Les États-Unis et Israël ont attaqué les positions iraniennes le 28 février avec l’intention de promouvoir un changement de régime et de forcer l’Iran à abandonner sa carrière nucléaire. Ils ont convenu d'une trêve le 7 février, qui a été à plusieurs reprises menacée. Cette même semaine, Iraniens et Américains ont échangé des attaques. Trump a même menacé de prendre l’île de Kharg, clé de l’économie iranienne. Finalement, les discussions se sont poursuivies jusqu'à ce qu'un accord soit trouvé.

Cette annonce intervient un peu plus d'une heure après que le ministre iranien des Affaires étrangères, Abbas Araqchí, a assuré, également dans X, qu'un « protocole d'accord » avec les États-Unis était proche.

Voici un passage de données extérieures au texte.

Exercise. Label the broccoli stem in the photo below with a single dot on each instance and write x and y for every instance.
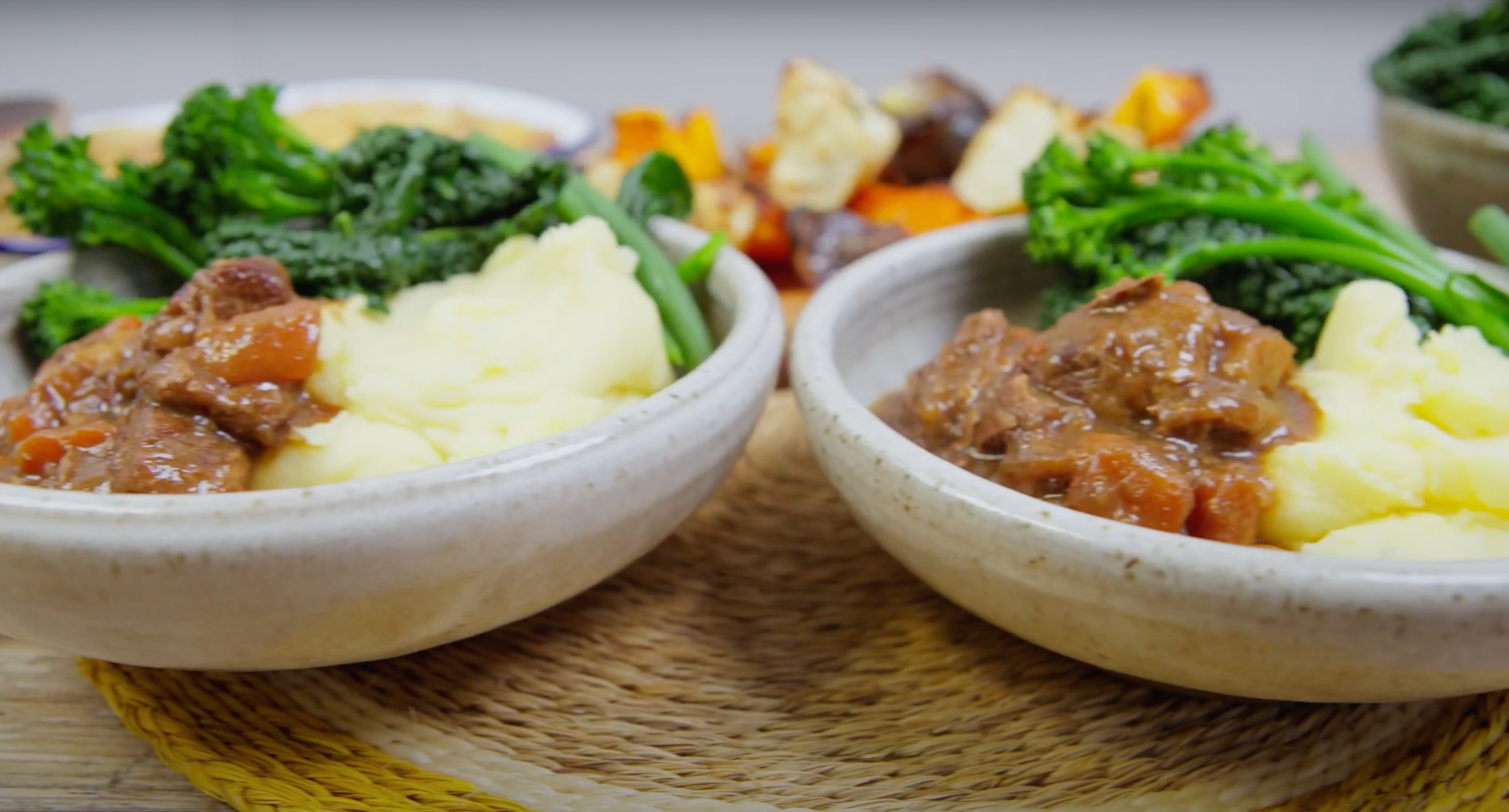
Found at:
(106, 229)
(680, 313)
(1143, 162)
(1337, 186)
(1461, 297)
(1283, 215)
(1311, 231)
(1490, 226)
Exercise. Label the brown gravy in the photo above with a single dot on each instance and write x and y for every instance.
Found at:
(1150, 405)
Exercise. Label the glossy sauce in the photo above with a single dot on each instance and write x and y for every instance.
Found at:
(1152, 407)
(185, 403)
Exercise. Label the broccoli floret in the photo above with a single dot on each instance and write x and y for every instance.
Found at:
(1224, 213)
(64, 311)
(63, 192)
(236, 157)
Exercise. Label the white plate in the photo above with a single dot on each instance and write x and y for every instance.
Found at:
(571, 127)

Ce même vendredi, le vice-président des Etats-Unis, JD Vance, a assuré que la signature d'un accord de paix pourrait avoir lieu ce week-end en Europe. Vance a ajouté que les termes de ce que l'Iran définit comme un mémorandum d'accord ont « le potentiel de transformer la région et de conduire à une paix durable ».

« Nous sommes très proches de l'objectif, mais nous n'y sommes pas encore », a déclaré à Reuters un haut responsable américain. Les termes du protocole d'accord (MOU) répondraient aux objectifs fondamentaux de Donald Trump et de son administration. Parmi eux figurent : la réouverture du détroit d’Ormuz et la levée du blocus américain sur les ports iraniens ; le démantèlement du programme nucléaire iranien et la destruction de son uranium hautement enrichi, qui serait ensuite extrait du pays ; alléger certaines pressions économiques, notamment le déblocage des avoirs et la levée de certaines sanctions contre l’Iran.

« Les Iraniens sont récompensés financièrement pour avoir rempli leurs obligations au titre de l'accord. Donc s'ils livrent le matériel nucléaire comme promis, ils obtiendront quelque chose. S'ils démantelent leur programme nucléaire ou leurs installations nucléaires, ils obtiendront autre chose », a noté cette source.

Un porte-parole du ministère iranien des Affaires étrangères a déclaré qu'ils étaient « dans la phase finale de révision du mémorandum ». Les institutions en charge en Iran se sont réunies pour l'étudier.

Le Pakistan suppose que les deux parties suivront ce qui a été négocié précédemment. Mais il y aura toujours des tensions dramatiques. Comme dans un thriller.